Annual family vacations were out of our reach as our children grew up. Let’s face it, when you have nine children, just going to the grocery store is a major event.  It’s only natural to want to give our children the best, to want to give them more than we are actually able. However, while we strive to reach beyond our means, it’s too easy to overlook some of the most memorable gifts they will treasure for a lifetime.

As a parent, I didn’t see it until my oldest daughter recalled fondly one of her favorite childhood memories.

One morning I woke up early and had this idea. Before anyone else was awake, I snuck into my oldest daughter’s bedroom. She was maybe seven years old at the time. I gently woke her up. With one finger to my lips and the other silently motioning to her to follow, she slipped out of her bed and tiptoed out of her room behind me.

Not quite awake, she trailed me into the kitchen.

I poured her a cup of coffee and tied my apron around her waist a couple of times. (Yes. Coffee. Don’t judge me. My kids started early.)

Then I pulled a step-stool up to the counter. All the ingredients to make brownies were laid out before her. Her eyes lit up brighter than the sunrise streaming through the kitchen window. We made brownies together, for the first time, and I was her helper.

When her siblings begin to wake, they followed the sweetness that hung in the air that pulled them into the kitchen.

Perhaps you are one of those awesome moms, I always admired who has her daughter in the kitchen with her all the time.

I’m not. I’ve always been more of the too-many-things-on-my-plate kinda mom. You know what? That’s the whole point I want you to see. You don’t have to be a supermom. You don’t even have to be consistent.

You can create precious memories for your kids, with just a little effort. You can step out of the norm and tie a big bow of spontaneity around a very simple act.

My daughter loved that morning so much that I secretly vowed to make it a habit.

It never happened. As a mom, I added that failed expectation of myself to my long list of epic failures as a mom.

Nonetheless, to this day, as an adult, my daughter refers to “our brownie mornings” fondly. It became a treasured childhood memory. To her—it was a wonderful win.

Isn’t that what really matters? It sure is to me.

Over the years we have managed to come up with a few things that, without realizing it at the time, became special to our children. Often times the most memorable are the ones that we didn’t plan and save for, they were simply spontaneous and focused on one child.

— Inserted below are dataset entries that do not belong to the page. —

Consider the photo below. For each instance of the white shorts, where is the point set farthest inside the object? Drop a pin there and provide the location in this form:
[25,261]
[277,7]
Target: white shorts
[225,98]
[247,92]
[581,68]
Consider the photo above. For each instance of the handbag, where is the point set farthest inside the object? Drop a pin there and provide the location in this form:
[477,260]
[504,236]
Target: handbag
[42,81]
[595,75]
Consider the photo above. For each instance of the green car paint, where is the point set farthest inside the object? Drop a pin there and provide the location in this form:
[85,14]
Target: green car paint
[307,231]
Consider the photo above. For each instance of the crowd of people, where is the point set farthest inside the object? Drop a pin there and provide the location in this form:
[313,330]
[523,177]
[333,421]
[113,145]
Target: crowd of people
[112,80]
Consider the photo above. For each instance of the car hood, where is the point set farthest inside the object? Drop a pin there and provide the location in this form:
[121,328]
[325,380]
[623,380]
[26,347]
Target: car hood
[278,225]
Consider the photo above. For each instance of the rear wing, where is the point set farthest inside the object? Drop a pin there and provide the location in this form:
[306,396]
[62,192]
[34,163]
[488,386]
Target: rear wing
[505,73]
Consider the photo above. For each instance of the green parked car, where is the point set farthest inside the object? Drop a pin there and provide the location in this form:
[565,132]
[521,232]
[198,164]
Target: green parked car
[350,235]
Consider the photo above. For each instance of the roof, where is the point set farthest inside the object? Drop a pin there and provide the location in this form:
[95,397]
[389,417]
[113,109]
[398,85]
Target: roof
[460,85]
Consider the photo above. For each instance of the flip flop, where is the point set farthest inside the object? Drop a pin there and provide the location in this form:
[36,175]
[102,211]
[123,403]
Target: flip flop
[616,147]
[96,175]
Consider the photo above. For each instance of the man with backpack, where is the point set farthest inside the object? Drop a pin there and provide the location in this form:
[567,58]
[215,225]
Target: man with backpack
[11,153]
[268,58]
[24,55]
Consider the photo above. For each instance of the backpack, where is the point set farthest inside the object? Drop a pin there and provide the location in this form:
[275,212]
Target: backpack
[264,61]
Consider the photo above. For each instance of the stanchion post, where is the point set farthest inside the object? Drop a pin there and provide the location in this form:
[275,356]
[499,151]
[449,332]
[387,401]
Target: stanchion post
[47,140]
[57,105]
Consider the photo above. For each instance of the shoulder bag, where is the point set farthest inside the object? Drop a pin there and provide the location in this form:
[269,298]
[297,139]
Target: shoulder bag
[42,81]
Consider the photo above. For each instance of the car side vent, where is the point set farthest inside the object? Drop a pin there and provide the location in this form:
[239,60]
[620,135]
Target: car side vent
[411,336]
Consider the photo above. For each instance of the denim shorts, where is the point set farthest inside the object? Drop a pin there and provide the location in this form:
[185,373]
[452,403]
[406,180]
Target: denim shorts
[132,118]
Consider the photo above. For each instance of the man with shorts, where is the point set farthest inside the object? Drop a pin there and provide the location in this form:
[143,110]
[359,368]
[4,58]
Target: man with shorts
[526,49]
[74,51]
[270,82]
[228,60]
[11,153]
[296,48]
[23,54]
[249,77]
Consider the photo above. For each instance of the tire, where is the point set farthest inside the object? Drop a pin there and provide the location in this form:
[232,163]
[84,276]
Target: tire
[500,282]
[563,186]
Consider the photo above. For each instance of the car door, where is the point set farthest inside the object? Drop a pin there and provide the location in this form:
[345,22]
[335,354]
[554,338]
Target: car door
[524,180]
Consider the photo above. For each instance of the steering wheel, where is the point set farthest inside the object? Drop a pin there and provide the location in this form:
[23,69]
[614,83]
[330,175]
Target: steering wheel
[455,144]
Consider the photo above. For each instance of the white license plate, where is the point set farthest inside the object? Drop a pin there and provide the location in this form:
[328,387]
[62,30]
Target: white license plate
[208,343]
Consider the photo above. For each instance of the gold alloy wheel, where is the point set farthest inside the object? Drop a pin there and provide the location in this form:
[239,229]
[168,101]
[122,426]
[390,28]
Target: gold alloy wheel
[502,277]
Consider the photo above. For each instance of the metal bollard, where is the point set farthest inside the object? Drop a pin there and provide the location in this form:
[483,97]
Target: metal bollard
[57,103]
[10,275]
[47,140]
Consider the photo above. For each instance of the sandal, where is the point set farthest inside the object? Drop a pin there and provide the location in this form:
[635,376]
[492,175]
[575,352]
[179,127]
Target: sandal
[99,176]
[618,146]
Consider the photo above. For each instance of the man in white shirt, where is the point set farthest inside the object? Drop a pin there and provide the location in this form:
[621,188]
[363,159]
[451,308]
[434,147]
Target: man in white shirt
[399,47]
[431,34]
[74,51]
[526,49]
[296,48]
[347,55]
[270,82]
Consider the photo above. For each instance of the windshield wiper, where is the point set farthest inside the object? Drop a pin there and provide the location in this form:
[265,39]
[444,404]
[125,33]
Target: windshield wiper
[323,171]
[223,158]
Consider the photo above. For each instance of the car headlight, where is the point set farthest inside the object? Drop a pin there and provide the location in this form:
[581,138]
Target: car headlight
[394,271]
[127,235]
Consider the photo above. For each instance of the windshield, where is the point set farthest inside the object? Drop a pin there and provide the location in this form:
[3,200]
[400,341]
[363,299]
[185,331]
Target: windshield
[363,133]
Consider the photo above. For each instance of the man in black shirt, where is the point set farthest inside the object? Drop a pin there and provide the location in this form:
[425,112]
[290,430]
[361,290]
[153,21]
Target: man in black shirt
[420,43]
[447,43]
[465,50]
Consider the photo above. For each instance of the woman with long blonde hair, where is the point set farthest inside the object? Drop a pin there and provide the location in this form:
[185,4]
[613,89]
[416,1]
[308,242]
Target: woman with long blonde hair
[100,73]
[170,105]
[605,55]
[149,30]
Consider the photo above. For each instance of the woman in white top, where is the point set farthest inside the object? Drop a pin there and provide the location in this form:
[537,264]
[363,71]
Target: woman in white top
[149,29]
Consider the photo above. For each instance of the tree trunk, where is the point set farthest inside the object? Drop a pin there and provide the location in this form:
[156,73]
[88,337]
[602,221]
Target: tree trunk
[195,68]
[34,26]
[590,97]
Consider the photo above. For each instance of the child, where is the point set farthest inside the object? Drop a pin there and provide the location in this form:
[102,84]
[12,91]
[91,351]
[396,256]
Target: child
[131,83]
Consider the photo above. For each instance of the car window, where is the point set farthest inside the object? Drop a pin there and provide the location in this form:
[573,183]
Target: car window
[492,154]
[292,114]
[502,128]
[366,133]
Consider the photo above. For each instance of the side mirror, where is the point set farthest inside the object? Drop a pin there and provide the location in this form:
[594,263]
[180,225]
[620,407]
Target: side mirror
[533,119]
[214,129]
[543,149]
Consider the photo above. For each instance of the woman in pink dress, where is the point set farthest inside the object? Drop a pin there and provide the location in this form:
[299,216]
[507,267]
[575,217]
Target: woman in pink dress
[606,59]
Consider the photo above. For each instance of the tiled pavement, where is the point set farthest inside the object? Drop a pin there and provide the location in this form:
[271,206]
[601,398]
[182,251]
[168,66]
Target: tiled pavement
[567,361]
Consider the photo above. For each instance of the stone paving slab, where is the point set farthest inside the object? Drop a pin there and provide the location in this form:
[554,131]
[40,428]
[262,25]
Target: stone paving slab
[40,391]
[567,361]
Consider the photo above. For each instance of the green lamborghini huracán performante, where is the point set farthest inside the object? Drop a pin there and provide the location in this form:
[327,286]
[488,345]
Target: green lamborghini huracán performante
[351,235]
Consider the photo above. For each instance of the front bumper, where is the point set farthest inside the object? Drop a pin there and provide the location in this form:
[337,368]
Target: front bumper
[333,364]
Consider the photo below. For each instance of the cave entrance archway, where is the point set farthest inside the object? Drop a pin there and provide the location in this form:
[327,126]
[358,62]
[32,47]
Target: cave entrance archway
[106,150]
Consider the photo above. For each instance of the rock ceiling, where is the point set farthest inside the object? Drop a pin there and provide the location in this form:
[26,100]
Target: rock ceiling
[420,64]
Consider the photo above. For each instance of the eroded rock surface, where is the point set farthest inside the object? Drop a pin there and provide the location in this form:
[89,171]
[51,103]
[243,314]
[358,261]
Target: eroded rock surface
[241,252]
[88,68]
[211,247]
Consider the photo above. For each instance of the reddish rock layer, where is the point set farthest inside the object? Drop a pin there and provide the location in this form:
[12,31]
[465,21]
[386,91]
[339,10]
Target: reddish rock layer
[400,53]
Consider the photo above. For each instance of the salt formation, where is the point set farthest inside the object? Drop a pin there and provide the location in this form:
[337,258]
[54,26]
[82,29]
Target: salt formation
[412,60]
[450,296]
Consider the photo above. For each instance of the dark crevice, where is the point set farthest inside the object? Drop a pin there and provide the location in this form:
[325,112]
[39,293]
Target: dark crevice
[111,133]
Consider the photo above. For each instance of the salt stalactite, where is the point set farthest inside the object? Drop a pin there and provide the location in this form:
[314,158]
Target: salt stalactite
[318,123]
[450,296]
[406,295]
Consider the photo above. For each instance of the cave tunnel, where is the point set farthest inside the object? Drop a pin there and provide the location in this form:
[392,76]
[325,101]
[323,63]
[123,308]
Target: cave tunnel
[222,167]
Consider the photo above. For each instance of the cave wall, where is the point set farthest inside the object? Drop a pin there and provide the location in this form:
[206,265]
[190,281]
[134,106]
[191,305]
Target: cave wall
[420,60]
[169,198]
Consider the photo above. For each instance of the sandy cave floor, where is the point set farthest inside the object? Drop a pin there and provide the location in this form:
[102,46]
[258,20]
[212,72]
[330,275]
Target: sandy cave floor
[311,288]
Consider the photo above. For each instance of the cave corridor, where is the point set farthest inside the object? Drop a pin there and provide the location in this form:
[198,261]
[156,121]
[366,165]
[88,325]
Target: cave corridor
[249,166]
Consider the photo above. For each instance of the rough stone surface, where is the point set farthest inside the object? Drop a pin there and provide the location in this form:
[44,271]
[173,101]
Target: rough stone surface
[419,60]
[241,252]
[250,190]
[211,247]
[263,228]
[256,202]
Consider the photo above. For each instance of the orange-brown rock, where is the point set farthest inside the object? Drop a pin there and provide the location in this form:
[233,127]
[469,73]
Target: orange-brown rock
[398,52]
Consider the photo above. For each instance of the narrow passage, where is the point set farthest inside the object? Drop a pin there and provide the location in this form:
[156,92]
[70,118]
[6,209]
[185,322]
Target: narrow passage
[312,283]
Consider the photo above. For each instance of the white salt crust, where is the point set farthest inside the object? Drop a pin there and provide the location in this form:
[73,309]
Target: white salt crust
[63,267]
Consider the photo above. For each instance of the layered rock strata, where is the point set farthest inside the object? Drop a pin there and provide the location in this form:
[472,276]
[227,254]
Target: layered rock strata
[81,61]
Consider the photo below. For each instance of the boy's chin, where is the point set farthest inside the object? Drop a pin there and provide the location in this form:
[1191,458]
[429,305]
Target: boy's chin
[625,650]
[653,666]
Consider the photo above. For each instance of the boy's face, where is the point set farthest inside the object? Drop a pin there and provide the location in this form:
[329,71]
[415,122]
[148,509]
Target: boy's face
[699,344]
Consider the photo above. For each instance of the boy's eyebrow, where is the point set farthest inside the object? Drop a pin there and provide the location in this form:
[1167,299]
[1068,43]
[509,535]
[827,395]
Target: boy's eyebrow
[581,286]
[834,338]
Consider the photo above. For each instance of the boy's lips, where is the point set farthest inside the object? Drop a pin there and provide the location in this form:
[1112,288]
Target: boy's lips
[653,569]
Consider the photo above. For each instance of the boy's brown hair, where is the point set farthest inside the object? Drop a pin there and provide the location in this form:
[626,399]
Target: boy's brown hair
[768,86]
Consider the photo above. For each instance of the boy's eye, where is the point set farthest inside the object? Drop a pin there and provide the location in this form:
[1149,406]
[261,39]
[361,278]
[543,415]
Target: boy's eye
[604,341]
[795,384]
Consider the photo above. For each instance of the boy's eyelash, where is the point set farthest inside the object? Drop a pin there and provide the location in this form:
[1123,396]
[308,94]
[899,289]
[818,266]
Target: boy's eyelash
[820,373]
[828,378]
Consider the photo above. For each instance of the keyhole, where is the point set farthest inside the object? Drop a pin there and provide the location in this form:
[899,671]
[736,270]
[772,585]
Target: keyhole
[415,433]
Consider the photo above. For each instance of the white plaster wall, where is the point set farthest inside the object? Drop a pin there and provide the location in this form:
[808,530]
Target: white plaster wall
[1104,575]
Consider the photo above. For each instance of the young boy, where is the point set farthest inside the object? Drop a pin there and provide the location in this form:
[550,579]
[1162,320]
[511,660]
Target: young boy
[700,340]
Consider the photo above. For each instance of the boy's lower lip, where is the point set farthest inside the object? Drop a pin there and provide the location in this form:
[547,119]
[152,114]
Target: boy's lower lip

  • Making a personal pot of tea.
  • Waking up a sleeping child and sneaking out before anyone wakes up for a “Donut Run.”
  • Smuggling children out in the middle of the night to wake up at their Grandparent’s house, or just pulling up to a Zoo.
  • Picking your child up from school early and getting an ice cream cone on the way home.
  • Jumping on the bed with your child.

Family vacations are marvelous. But don’t pin your hopes on them. Time is fleeting, and memories are deceptive. The next time a spontaneous and fun thought pops into your head, instead of smiling and thinking about how fun it would be, put that smile on her face. You will be surprised how much a simple memory will grow and live in the mind of a child.